El fallo del juez chubutense marca un patrón sostenido de lo que se puede ver en la Patagonia, nuestro propio far west en el que las reglas se reinterpretan y el Estado es más una aspiración que una realidad.
No hay dudas de que los presos deben comer carnes rojas (y de otras) para satisfacer sus necesidades alimentarias, pero no se los puede considerar en un lugar prioritario frente a otros sectores sociales que no han atentado contra la vida, la propiedad o la integridad emocional, física y sexual de las personas. En un contexto en el que se ha convertido en una realidad aceptada por muchos de que “no se llega a fin de mes”, privilegiar las dietas de los presos sin entender que eso pega en los bolsillos de los ciudadanos solamente puede salir de la cabeza de un juez que falla como lo hace porque cada mes su bolsillo se llena esquilmando a los mismos contribuyentes. Es moralmente inaceptable pretender que los presos coman mejor que los chicos de las escuelas.

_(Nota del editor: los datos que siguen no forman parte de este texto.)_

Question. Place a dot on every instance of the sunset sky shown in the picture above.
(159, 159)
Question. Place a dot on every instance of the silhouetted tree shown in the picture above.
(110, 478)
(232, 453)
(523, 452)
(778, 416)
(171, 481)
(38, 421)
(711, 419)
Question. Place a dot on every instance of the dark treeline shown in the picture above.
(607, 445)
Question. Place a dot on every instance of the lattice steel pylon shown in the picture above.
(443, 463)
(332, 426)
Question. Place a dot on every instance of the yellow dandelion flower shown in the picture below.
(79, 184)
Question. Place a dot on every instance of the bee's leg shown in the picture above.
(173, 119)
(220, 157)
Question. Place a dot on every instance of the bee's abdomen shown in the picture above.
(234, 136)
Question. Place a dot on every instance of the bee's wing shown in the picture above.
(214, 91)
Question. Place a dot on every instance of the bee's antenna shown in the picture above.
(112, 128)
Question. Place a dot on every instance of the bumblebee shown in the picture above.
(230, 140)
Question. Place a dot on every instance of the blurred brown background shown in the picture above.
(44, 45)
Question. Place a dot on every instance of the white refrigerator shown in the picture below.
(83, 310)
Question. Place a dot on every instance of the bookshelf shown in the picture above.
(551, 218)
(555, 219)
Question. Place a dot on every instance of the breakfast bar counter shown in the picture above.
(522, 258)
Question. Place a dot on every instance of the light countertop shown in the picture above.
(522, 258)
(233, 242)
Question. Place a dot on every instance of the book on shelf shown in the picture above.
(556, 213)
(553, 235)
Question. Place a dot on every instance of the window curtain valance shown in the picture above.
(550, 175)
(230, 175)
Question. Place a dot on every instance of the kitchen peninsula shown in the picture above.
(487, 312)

La gente que no llega a fin de mes sabe que tiene que elegir entre distintos consumos, los prioritarios y los superfluos, pero el Estado (y particularmente los jueces) muchas veces se olvidan de ello. No alcanza para todo; si es válido para cualquier casa, más debería serlo para el Estado.
No se trata acá de reflotar el viejo proyecto cordobés de darles carne de paloma. Tampoco de guanaco o burro. Solamente de no ceder a los pedidos de personas que atentaron contra la sociedad y debieron medir antes las consecuencias de sus actos. A mí me me gusta comer carne todos los días y dormir calentito en mi cama, por eso hago todo lo posible por mantenerme del lado correcto de la ley.

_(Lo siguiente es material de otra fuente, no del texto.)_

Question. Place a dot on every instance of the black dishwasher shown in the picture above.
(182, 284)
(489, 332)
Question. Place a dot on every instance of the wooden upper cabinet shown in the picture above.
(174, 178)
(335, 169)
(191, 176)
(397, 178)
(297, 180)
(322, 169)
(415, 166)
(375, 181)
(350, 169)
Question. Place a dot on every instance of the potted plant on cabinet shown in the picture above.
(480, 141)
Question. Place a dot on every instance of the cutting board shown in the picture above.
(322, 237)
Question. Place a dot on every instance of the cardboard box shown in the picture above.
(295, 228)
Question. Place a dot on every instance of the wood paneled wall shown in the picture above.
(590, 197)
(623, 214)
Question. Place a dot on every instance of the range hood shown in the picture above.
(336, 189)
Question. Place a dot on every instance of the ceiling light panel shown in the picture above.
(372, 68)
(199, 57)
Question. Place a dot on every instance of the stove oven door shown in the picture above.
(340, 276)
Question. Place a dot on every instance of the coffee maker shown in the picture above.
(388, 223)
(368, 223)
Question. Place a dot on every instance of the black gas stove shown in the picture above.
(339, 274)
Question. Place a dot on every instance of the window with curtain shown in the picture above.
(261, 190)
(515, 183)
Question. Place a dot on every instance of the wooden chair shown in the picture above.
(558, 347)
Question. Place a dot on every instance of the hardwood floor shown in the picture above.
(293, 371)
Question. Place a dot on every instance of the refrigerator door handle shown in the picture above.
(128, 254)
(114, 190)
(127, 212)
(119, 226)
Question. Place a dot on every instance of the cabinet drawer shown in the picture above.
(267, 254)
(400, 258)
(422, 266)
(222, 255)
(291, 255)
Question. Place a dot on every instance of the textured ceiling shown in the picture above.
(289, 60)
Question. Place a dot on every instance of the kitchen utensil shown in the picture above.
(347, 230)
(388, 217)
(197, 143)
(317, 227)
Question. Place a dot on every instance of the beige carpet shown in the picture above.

A esta historia ya la he contado muchas veces en estas páginas, pero el público se renueva. En el año 2014 me tocó un año bravo. Estaba con poco trabajo y la devaluación estival de Kicillof hacía estragos. Sólo era padre de una nena que necesitaba leche, así que me acerqué a un dispensario. La respuesta fue que mi nena no la necesitaba porque era rubia. Ese día me di cuenta de que el Estado presente era una mentira pensada para sostener una clientela política.
¿Carne a los presos? Si respondiera como la gente del dispensario de Argüello se me armaría menudo lío, así que me guardo esas palabras.